Entonces, ¿qué es lo que ocurre exactamente en la montaña rusa de euforia y desesperación que nos provoca el amor?
En el cerebro, el amor romántico muestra similitudes con “estar un poco loco” o incluso psicólogos podrían diagnosticarnos algún desequilibrio mental mientras estamos enamorados.
En palabras de Quo, los estudios demuestran que la primera vez que nos enamoramos, los niveles de serotonina se desploman y los centros de recompensa del cerebro se inundan de dopamina. El efecto es similar al de una droga altamente adictiva: Crea fuertes vínculos en nuestras mentes entre el placer y el objeto de nuestro deseo.
Cóctel hormonal con sabor a sexo
La lujuria es impulsada por las hormonas sexuales como la testosterona, que puede descentrarnos más de lo normal. También los niveles de la hormona del estrés, cortisol, y el producto químico similar a la anfetamina feniletilamina, hace que las emociones aumenten cada vez más.

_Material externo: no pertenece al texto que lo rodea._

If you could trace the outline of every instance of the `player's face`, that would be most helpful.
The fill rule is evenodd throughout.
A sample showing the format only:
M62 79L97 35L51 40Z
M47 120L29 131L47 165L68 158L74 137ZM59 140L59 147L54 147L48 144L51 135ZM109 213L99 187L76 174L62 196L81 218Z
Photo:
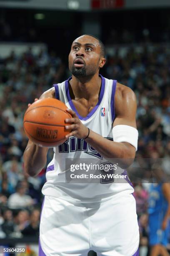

Otras hormonas como la oxitocina y la vasopresina, nos ayudan a dar el paso adelante y parecen ser cruciales para la formación de relaciones a largo plazo. Las parejas que han estado juntos durante varios años muestran una mayor actividad cerebral asociada a estos productos químicos cuando miran fotografías de su pareja.
Al respecto, Jennifer Pérez, autora de “Guía para evitar hombres desechables” afirma a través de una entrevista para Globovisión que mientras más veces hacemos el amor con alguien, más difícil es desprendernos de esa persona por culpa de las oxitocinas.
La oxitocina se produce cuando las parejas tienen relaciones sexuales y se tocan, se besan y se dan masajes el uno al otro. Es la hormona que nos hace depositar nuestra confianza, nos ayuda a superar el “miedo social” y resulta indispensable e importante para la unión.
Quo asegura que los escáneres cerebrales de las personas que están enamoradas coinciden con el viejo adagio “el amor es ciego”. Es completamente cierto. Mientras que las áreas de recompensa de dopamina están entusiasmadas en el amor, las regiones relacionadas con las emociones negativas y juicio crítico están completamente apagadas.